Silicon-based ultra-broadband mid-IR and LWIR near-perfect metamaterial absorber

Abstract

Ultra-broadband metamaterial absorbers (UBMAs) that are compatible with CMOS technology for use in the mid-infrared and long-wave infrared regions are crucial for a variety of applications, including radiative cooling, thermal photovoltaic, and thermal imaging. In this regard, we propose, in this work, a design of an UBMA based on the heavily doped silicon (D-Si) and silicon carbide (SiC). The 3D finite-difference time-domain method is used, mainly, to numerically calculate the optical characteristics of the proposed UBMA. The absorber, which is made up of a periodic array of symmetrical multilayered square rings of D-Si and SiC, achieves high absorption with an average absorption of 95% over a wavelength range of 2.5–22 µm.

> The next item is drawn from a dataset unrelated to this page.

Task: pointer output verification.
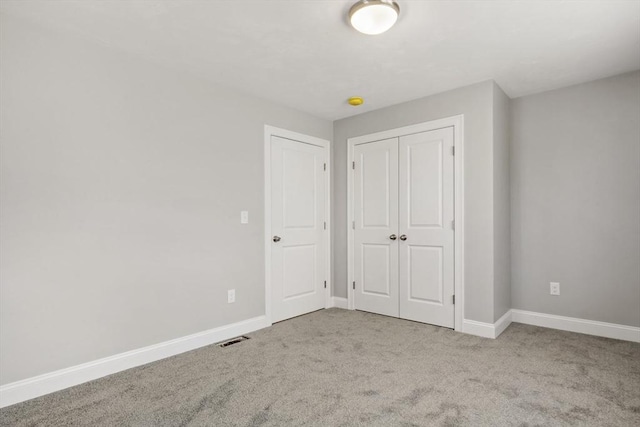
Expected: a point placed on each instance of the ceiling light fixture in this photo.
(374, 16)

This broad range of wavelength absorption is attained, encompassing the mid-, long-wave, and partial far-infrared regions. In addition to the materials' inherent absorption, the stimulation of magnetic polaritons, surface plasmon polaritons, localized surface plasmon resonance, and cavity resonance are responsible for the nearly perfect broadband absorption. Under normal incidence, the proposed UBMA is polarization-independent due to the symmetrical design of the absorber. Furthermore, the impact of the incidence angle on the absorption of transverse electric and transverse magnetic waves is examined.